A question for developers of projects for pattern recognition. How best to organize the architecture of such a service?

At what stage do you conduct logic? (for example, for the recognition of a photo of a male blue jacket, a cascade of queries is performed: "recognizing men" -> "recognizing the jacket" -> "recognizing the color of the jacket.")

Does it make sense to implement all search options within a single neural network or is it better to create a set of individual neuronets that are confined to fairly simple tasks?


2 Answers 2


That is one of the good example for research. Personally, I prefer to segment out all the desired outputs at once. Then, check the success rate. If you cannot hit the success rate that you desire, you can go for more specific solutions for the specific problem that you face.

However, in general, the localization, segmentation, recognition are implemented in same network and are obtained all-at-once.


I would use a single network:

The essence of the question is whether or not doing all the classification work at once is more efficient than running individual classifiers for each stage.

The recent "You Only Look Once" algorithm ("YOLO") is based on the fact that the convolutional networks can reuse a lot of the interim calculations if you combine them into one. Because of this, they are able to perform real-time object detection on images across thousands of classes.

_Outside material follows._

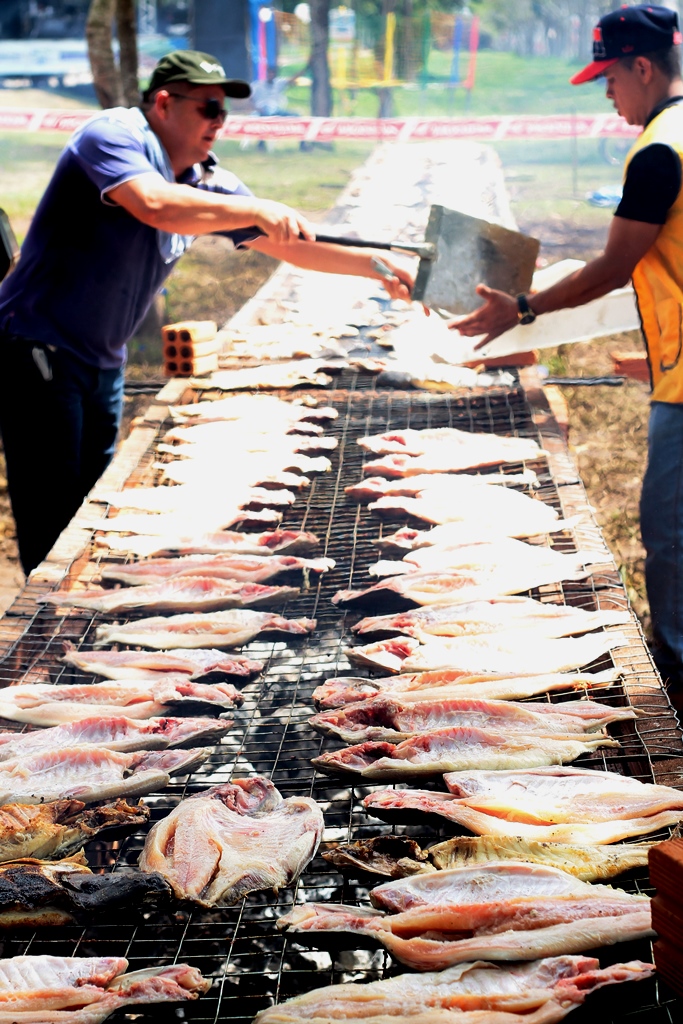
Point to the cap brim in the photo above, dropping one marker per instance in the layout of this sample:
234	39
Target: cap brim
594	70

You can express your hierarchical classifier with YOLO (man, jacket and jacket colour classes). Depending on your needs, you might want to model the jacket colour as a scalar output of an approximate R,G,B value for the colour rather than having named classes for the colours.

This everything-at-once implementation gives you runtime efficiencies for the inference step and much faster training since the classes share common abstractions in the earlier layers of the net.